Coast to coast, students, alumni, family, friends and neighbors of colleges at all levels wear their school’s colors with pride. Those who follow the sports teams of their schools are well aware of who it’s players are. They know when one is in their final year and they are aware of who the school has signed to join the team the next. If you follow college sports, this information is readily at hand.
NCAA is big business. It has placed itself in the forefront of going to college, which is, without argument, one of the most exciting things about college life itself.
Let’s not overlook the main purpose for going to college in the first place: to get an education. To perhaps earn a degree in an area of study that will gain employment to set a young person’s life on the right track for future success is the goal of the college institution. Not necessarily to hit a game-winning basket during March Madness.
When a student enters high school, his or her counselor will help devise a strategy for graduation. Which courses to take, when to take them, and at what level, are all things that go into consideration.
If that student is an athlete and participates on one of the high school’s teams, it is in the best interest of the teenager and their parents to make sure the courses they are taking keep them eligible to play in college should the opportunity arise.
It is often difficult to determine when a freshman will blossom on the field. Sometimes a student won’t even make a varsity squad and begin receiving ample playing time until their senior year. To wait and see if this will happen is a lack of planning. There is no harm in being prepared for what might transpire during the student’s athletic endeavors.
It is out of our hands as mere mortals to know when a skinny 5’10” freshman linebacker will blossom into a 6’2”, 225 lb all-region player as a senior. Why not be prepared for that?
Just as it is on the academic end—as far as planning a course of study for college, it is just as imperative to plan for the possibility of playing a sport in college. Not doing so could be eliminating possibilities unforeseen when getting a child going once they enter their prep years.
Receiving athletic scholarship consideration at a university is not an easy thing to acquire. If a female is already the top sprinter on her track team as a high school freshman and has tremendous potential, due to work ethic along with natural ability, then that track scholarship becomes a little more in focus early on.
In a team sport, such as track or wrestling, where individual performances decide the success of the team, college coaches can spot these talents easier than say that of a midfielder on the soccer team.

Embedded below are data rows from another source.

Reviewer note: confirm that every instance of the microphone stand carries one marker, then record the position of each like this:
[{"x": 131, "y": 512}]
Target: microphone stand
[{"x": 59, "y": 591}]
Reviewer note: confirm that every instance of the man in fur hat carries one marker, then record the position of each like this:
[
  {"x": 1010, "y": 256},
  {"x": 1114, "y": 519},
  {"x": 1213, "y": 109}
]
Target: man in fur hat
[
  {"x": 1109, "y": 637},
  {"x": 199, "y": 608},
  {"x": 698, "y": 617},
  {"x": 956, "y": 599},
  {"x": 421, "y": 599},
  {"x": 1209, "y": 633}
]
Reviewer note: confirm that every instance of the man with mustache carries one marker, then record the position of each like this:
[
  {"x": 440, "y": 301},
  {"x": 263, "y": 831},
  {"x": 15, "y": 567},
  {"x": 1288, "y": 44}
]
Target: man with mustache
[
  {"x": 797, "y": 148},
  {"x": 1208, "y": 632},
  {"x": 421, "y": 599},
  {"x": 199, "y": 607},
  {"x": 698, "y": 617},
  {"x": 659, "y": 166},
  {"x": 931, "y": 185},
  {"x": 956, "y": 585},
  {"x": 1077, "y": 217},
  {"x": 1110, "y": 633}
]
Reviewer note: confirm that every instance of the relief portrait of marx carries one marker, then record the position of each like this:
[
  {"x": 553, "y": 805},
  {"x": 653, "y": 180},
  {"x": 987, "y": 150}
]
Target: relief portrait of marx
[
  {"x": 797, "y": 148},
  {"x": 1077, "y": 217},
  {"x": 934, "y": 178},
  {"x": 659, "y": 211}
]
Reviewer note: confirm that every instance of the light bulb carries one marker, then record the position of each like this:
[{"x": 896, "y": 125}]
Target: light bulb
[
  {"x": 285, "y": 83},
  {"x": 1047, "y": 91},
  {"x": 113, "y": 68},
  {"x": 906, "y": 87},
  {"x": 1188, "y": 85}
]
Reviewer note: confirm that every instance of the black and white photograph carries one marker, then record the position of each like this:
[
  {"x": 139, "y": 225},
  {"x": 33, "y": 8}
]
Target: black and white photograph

No matter the athletic situation, however, colleges rely on players being students. NCAA eligibility, accumulative grade point average, and ACT or SAT scores are generally among the first questions a student athlete will get when confronted by an interested college coach. Height, weight, graduation year and three-pointers scored in conference games are all statistics easily found by a college coach. A serious student athlete should be ready to rattle off some very good academic numbers to keep those initial conversations going.
Good students reflect well on a university, more so than a good athlete. Only a small percentage of the student body makes up its athletic teams. And only a small percentage of those participants make up the contributing players on those teams.
It is naïve to place the future of a young student in the hands of chance.
If playing football on the D1 level was an obvious destination for a high school player, then that would more times than not be determined before his junior year. Rarely does a school participating on a high level of athletics have athletic dollars remaining after a preps senior season.
If an opportunity such as that arises late in the game, that player must show records of being an excellent student if any scholarship assistance is to be offered.
Egos must be put to rest at this time. Academic scholarship money is the same as athletic scholarship money. It is green and it pays the astronomical college bills.